Friday, May 25, 2012

Accidentally Telling the Truth is Not a Gaffe

Or, at least, it shouldn't be. The reason the concept of the Kinsley gaffe, "A gaffe is when a politician tells the truth - some obvious truth he isn't supposed to say."[3]", resonates is that the media does an atrocious job of informing readers and viewers when a politician is lying.

A while back I took part of an online quiz on a "fact checking" site, in which they asked readers to estimate how many... Pinocchios, flaming butt cheeks, or something like that... they assigned to various statements by politicians. The pointlessness of the exercise was best illustrated by the rating of a statement by Rick Santorum as being mostly false. The statement was one of opinion. Had the scale been the "Chauncey Gardner" garden rake scale, the person doing the rating would have been free to editorialize that the comment was so dim-witted and disconnected with logic that it ranked as a "hit in the face with a garden rake so hard that your zombie head gets knocked off", that would be fine. One opinion against another. Even if the rationale is, "That's such a baseless opinion that I can't believe Santorum holds it," it remains your opinion that he's lying as opposed to being ignorant or obtuse.

When self-professed fact-checkers stop checking the facts and start assessing the degree to which a politician may be shading the truth, they're no longer engaged in fact-checking. It's a perfectly legitimate function of the press to point to a statement that neatly avoids key issues or problems and to point out that it's not the whole story, but that's a different tasks than fact-checkers claim to be performing. It's interesting to me, also, that fact-checkers will use "Pinocchio" scales or a "pants on fire" meter, but they shy away from actually using the term "lie". You don't have to bring it out for every nuanced statement, but when a politician tells a real whopper why not tell it like it is? Instead, we have gasbag commentators who don't hesitate to call up down and the truth a lie, when they're talking about the other side, while the mainstream media at times passively "reports" on the controversy.
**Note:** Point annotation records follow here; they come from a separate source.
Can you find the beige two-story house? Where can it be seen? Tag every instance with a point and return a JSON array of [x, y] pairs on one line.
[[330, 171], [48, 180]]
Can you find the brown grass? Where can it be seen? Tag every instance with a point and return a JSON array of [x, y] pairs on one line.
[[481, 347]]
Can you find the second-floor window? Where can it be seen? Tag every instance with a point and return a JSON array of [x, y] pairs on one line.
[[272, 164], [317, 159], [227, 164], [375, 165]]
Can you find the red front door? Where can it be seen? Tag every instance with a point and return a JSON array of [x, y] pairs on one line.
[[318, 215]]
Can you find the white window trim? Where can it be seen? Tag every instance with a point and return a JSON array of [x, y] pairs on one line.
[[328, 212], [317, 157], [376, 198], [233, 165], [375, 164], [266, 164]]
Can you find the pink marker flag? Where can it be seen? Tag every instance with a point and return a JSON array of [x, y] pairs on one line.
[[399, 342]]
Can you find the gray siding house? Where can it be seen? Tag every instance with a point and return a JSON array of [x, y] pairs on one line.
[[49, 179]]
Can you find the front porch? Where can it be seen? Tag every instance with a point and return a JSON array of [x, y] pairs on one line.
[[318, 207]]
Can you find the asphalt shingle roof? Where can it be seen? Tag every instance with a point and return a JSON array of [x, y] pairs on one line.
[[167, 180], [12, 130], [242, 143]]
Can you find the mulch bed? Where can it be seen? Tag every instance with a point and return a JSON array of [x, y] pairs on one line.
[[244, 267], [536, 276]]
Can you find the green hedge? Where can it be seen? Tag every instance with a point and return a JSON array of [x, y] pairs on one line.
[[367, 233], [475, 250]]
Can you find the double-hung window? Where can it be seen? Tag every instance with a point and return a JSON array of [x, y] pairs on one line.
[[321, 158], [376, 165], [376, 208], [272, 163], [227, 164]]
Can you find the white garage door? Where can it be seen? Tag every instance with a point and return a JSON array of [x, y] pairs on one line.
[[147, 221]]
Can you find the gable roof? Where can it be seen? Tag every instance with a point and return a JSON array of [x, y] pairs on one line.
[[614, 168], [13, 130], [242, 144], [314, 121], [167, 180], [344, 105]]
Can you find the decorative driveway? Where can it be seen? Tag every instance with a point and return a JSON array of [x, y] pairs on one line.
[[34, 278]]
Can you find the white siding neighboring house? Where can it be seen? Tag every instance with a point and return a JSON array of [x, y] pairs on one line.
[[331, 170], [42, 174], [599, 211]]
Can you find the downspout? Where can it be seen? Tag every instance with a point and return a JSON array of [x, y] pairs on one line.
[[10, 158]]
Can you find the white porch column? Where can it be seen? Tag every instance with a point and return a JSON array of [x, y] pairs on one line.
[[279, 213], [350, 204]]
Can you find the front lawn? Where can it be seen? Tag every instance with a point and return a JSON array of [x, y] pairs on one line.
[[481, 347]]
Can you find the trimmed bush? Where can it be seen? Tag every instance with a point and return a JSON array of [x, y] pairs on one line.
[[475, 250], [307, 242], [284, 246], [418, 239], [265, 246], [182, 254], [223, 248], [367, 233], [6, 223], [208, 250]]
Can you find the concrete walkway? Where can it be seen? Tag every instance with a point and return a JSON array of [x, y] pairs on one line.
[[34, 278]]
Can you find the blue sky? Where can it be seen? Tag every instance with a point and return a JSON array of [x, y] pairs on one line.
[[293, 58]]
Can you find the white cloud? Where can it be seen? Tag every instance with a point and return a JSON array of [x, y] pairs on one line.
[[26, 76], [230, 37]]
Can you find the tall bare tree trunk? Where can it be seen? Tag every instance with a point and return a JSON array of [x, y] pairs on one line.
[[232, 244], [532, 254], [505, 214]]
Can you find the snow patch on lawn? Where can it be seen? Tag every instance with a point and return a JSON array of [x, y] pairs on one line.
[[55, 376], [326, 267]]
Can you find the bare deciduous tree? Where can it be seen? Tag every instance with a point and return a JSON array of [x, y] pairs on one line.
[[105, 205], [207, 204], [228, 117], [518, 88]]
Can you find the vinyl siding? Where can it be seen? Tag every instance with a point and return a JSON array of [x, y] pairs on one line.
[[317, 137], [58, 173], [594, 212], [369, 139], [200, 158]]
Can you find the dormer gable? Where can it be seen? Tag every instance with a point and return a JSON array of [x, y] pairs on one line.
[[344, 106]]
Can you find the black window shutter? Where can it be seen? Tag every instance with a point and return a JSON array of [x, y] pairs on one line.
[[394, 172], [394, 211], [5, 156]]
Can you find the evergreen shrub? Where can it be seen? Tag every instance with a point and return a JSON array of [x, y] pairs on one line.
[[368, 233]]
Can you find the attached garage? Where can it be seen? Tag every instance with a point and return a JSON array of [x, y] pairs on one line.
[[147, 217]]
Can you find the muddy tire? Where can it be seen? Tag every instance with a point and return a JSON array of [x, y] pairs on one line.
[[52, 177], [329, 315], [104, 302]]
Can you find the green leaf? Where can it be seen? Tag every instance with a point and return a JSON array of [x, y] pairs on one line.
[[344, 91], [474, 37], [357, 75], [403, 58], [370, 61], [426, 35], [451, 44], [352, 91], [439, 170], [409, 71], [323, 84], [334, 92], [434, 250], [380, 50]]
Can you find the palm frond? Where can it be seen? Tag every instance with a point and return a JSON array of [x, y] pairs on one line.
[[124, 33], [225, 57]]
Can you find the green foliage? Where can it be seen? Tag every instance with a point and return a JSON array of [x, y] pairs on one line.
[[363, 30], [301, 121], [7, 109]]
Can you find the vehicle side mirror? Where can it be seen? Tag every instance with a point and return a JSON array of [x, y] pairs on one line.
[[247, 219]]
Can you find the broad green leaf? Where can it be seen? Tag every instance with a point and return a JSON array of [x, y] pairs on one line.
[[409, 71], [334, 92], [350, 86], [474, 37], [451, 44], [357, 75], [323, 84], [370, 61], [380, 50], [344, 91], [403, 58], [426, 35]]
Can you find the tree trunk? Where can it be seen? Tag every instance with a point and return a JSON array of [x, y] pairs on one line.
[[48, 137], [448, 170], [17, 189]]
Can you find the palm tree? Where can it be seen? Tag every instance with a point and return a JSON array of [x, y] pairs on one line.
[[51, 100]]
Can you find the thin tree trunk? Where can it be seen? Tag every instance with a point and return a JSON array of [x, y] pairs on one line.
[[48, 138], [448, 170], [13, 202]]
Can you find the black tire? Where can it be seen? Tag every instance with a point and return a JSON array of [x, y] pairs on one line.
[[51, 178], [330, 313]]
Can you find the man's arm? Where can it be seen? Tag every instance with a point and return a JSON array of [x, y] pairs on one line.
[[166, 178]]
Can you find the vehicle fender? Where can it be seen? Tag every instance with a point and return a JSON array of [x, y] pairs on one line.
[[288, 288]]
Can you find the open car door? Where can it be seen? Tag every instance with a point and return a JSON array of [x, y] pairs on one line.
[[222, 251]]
Here, Charles Pierce catches Mitt Romney in a "Kinsley gaffe",
Halperin: Why not in the first year, if you're elected — why not in 2013, go all the way and propose the kind of budget with spending restraints, that you'd like to see after four years in office? Why not do it more quickly?

Romney: Well because, if you take a trillion dollars for instance, out of the first year of the federal budget, that would shrink GDP over 5%. That is by definition throwing us into recession or depression. So I'm not going to do that, of course.
So... by pumping a whole lot of money into the economy and propping up state governments, the stimulus did what, Mitt? Once you agree on the conceptual framework you need to provide something more than bombastic rhetoric - whenever the other party does something it's different... and wrong - and start explaining how you are being consistent in your positions. Or at least, that's what should happen. But it won't. And Romney knows it won't, which is how he manages to get away with saying, "Up" on Monday, "Down" on Tuesday, "Sideways" on Wednesday, and "I don't remember what I said on any prior occasion, but I agree with whatever it was" on Thursday.

Romney is a walking caricature of everything people say that they hate about politicians. And yet....

So how about this? How about having the mainstream media stop chuckling when a politician "tells the truth" and instead congratulate him for being honest about a difficult issue, and pushing him to state how the sudden introduction of reality into his rhetoric affects his stated policies and future plans?